Por assumir os jogos cooperativos como uma ferramenta para o processo
educacional na Unicentro, e por acreditar em um potencial enquanto agente
transformador social esta investigadora participou, em 2014, do Mutirão da
Solidariedade, colaborando com a sociedade local em uma das maiores enchentes
de nossa cidade. O trabalho foi desenvolvido com crianças do Bairro Jardim
América, o mais atingido, buscando por meio dos jogos uma forma de superar os
traumas sofridos naquele momento.
Para isso, esta investigadora motivou-se a ouvir a “voz” dessas crianças, no sentido
de verificar o que pode significar o jogo para elas nesse momento de incerteza de
suas vidas. Sabendo-se que os jogos são do universo infantil e a forma como eles se
relacionam com o mundo, é possível que possa haja peculiaridades nos espaços do
jogo e socializações que marcam as experiências individuais dessas crianças e que
serão trazidas à pesquisa.
Logo, essa investigação tem como objetivo compreender a importância dos jogos
cooperativos para essas crianças, mas também a partir de suas “vozes” construírem
uma proposta pedagógica para as escolas que enfrentam esse cenário de tragédia.

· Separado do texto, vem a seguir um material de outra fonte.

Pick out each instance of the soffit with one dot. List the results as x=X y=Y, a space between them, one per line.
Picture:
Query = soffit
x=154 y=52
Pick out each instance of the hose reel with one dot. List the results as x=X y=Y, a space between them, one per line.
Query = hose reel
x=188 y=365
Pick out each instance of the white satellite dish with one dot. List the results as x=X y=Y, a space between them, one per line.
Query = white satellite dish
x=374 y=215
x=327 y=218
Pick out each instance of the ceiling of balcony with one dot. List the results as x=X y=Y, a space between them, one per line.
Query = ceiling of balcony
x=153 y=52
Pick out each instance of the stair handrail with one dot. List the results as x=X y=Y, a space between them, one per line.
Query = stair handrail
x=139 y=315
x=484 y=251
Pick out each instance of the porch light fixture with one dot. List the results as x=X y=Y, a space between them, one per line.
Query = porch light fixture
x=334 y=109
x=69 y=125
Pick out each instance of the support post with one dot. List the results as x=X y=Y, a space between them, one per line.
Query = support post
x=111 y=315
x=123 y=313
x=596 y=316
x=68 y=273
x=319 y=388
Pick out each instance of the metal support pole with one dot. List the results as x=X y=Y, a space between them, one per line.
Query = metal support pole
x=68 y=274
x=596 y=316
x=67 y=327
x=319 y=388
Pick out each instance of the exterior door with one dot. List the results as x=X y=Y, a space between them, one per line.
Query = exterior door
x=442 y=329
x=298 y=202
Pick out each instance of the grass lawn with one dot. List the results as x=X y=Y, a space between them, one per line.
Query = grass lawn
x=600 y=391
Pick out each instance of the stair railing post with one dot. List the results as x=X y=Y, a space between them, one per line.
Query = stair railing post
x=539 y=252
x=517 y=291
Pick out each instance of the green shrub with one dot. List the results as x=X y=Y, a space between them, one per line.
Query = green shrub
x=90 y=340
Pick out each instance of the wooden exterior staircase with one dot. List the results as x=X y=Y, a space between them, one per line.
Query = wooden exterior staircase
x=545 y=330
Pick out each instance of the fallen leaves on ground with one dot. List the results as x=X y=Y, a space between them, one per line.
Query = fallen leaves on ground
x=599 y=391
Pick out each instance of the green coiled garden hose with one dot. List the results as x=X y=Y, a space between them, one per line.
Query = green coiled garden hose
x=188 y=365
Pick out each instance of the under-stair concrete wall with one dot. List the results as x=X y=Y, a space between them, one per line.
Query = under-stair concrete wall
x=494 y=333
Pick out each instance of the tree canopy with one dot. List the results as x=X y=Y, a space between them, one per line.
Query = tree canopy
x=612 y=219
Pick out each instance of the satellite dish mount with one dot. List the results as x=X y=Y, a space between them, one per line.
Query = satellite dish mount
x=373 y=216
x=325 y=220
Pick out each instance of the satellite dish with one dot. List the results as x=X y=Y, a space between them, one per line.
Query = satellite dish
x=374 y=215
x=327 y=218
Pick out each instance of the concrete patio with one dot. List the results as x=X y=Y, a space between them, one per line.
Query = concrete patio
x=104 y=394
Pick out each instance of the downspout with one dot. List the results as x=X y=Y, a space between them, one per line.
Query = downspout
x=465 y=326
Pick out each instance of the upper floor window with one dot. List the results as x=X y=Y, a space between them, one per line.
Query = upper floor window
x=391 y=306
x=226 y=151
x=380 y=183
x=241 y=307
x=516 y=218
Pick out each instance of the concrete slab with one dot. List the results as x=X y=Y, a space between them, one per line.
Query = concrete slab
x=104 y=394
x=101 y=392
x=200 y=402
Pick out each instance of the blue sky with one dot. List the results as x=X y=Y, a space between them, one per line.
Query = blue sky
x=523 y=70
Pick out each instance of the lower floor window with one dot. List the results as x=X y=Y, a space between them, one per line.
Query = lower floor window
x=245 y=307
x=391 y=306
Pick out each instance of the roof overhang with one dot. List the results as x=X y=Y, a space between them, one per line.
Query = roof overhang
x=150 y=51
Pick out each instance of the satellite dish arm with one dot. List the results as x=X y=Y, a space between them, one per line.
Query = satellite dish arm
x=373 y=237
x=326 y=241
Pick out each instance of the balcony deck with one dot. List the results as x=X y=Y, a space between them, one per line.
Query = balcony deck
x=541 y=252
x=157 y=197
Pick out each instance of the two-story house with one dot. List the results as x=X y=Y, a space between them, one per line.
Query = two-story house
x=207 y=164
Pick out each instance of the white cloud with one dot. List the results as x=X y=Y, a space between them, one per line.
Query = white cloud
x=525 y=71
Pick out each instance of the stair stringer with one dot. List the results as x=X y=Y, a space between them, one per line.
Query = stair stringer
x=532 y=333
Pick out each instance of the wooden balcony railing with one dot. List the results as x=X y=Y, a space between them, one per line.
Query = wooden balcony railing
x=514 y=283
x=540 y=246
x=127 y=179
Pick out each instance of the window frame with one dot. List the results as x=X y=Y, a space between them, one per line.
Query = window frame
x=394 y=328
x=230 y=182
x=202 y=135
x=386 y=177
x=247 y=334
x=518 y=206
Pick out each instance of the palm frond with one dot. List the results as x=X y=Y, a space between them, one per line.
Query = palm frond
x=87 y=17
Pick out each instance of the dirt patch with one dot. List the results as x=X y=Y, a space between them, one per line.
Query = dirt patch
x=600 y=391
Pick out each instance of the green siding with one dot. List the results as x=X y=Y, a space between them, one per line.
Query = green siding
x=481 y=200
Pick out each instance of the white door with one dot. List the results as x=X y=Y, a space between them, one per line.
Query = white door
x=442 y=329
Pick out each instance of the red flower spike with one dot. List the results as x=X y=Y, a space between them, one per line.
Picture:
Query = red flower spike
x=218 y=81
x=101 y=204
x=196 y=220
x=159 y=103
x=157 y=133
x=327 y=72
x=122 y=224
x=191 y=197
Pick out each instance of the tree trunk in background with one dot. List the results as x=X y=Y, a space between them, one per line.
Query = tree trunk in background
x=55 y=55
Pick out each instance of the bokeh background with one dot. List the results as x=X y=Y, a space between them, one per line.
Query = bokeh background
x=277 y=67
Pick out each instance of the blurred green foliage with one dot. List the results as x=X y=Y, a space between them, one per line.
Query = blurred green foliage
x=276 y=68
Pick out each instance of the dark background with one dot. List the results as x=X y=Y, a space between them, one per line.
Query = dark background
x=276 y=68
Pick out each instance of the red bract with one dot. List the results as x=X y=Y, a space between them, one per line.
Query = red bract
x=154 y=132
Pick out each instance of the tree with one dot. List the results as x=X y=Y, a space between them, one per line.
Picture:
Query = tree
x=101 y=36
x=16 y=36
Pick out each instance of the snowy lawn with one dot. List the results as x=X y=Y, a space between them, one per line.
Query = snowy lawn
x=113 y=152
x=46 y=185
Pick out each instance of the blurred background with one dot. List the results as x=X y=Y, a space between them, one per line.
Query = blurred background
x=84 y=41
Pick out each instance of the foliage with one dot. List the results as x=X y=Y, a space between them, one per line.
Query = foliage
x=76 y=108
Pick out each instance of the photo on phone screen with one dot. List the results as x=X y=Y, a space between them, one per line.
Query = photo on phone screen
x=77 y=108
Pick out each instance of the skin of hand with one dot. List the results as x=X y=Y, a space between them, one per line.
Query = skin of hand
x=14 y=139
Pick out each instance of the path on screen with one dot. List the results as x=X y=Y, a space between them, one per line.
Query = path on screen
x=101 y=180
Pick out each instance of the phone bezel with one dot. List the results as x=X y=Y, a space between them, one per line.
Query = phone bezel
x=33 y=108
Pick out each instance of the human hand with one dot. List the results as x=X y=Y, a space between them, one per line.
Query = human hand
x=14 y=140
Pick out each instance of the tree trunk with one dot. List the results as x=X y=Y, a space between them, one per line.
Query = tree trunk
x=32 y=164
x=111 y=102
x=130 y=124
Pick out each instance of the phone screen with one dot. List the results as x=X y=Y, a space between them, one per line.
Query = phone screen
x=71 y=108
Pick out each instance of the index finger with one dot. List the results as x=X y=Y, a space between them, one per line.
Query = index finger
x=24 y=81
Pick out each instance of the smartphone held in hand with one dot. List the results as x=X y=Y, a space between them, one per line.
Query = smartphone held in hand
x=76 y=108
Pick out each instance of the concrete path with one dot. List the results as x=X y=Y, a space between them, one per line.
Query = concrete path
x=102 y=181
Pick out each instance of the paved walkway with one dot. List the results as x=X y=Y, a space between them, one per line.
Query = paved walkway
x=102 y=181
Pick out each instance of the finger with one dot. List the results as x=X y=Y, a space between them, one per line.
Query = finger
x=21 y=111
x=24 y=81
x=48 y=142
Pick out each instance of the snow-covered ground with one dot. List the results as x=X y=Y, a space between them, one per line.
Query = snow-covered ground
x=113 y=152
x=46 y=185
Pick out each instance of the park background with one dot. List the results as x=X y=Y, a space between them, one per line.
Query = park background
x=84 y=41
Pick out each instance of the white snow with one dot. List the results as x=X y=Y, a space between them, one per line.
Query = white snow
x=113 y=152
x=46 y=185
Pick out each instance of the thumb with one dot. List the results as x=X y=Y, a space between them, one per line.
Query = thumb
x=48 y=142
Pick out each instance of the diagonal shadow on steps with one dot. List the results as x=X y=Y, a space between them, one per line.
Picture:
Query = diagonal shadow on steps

Numa abordagem qualitativa, buscamos através da modalidade estudo de caso, um
sentido social dessas experiências vividas sob diferentes circunstâncias, assim
poderemos compreender o cotidiano, suas peculiaridades, significados, para
realmente saber o que o jogo representa na construção da cidadania dessas
crianças.
Sobre o jogo...
Sabemos das mais diversas funções dos jogos como elo de socialização, meio de
comunicação, divertimento, desejo de competir, dominar, aperfeiçoamento das
entretanto não sabemos como os jogos “cooperativos” podem contribuir numa
sociedade competitiva como se apresenta nesse momento. Observamos ainda, na
disciplina de Educação Física, certa exclusão de alunos, pois as habilidades motoras
sobrepõem- se os aspectos socioculturais, um campo recente e pouco desenvolvido
Institucionalmente.
Para tanto, queremos compreender o jogo como um fenômeno, com seus
significados, seus valores simbólicos, suas imagens e, a partir desse momento,
entender, além da sua ludicidade, o que realmente representam estas vivências
cooperativas para essas crianças em estado de risco.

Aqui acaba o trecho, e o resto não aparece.